Guido Mazzuca: Central limit theorem for the real beta ensemble in the high temperature regime, and the Toda lattice

Speaker
Guido Mazzuca, Tulane University

Abstract
In this talk, we present a central limit theorem (CLT) for the real beta ensemble in the high-temperature regime, as well as for the Toda lattice. Specifically, we consider the real beta ensemble with a polynomial potential in the regime β= 2α/N, where N represents the number of particles, and we examine the limit as N goes to infinity. In this setting, we establish a polynomial central limit theorem for the ensemble. Additionally, we study the Toda lattice, a well-known integrable system, with initial data sampled randomly according to a Generalized Gibbs Ensemble. In this regime, we also prove a polynomial central limit theorem for the Toda lattice. Importantly, we demonstrate a connection between the two central limit theorems, allowing us to explicitly compute several key quantities for the Toda lattice, including the expected values of conserved quantities, their currents, and spatial correlations.
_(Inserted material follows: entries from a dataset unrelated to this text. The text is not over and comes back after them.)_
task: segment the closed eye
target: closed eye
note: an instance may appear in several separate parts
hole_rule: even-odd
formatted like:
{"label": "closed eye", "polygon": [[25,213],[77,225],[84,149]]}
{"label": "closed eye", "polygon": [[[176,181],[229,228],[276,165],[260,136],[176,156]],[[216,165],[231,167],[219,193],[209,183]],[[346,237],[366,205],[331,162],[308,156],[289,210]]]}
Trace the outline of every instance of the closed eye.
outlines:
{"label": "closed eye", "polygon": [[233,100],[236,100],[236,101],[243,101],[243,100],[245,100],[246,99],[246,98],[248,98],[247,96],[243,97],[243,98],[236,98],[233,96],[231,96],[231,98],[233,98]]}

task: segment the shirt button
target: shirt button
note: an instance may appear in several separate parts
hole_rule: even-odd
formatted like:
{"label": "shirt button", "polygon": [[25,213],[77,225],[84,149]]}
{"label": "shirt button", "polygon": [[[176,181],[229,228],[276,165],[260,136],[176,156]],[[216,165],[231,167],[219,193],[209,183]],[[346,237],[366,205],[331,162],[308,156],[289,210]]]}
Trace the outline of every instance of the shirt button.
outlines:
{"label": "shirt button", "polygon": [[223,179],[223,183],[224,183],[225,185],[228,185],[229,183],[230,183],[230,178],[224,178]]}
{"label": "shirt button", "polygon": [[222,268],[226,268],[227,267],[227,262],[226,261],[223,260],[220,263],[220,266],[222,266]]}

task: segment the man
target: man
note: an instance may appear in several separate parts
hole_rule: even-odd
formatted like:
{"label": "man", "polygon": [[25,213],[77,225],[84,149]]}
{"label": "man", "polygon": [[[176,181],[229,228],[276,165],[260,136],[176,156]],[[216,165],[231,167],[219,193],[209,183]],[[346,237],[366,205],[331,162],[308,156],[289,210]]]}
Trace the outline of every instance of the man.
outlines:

These results are essential for applying the theory of generalized hydrodynamics (GHD) to this model, a new framework that describes the space-time correlations of discrete integrable systems like the Toda lattice.
This talk is based on recent work in collaboration with Ronan Memin: CLT for β ensembles at high temperature, and for integrable systems: a transfer operator approach, Ann. Henri Poincaré (2024). DOI:10.1007/s00023-024-01435-0.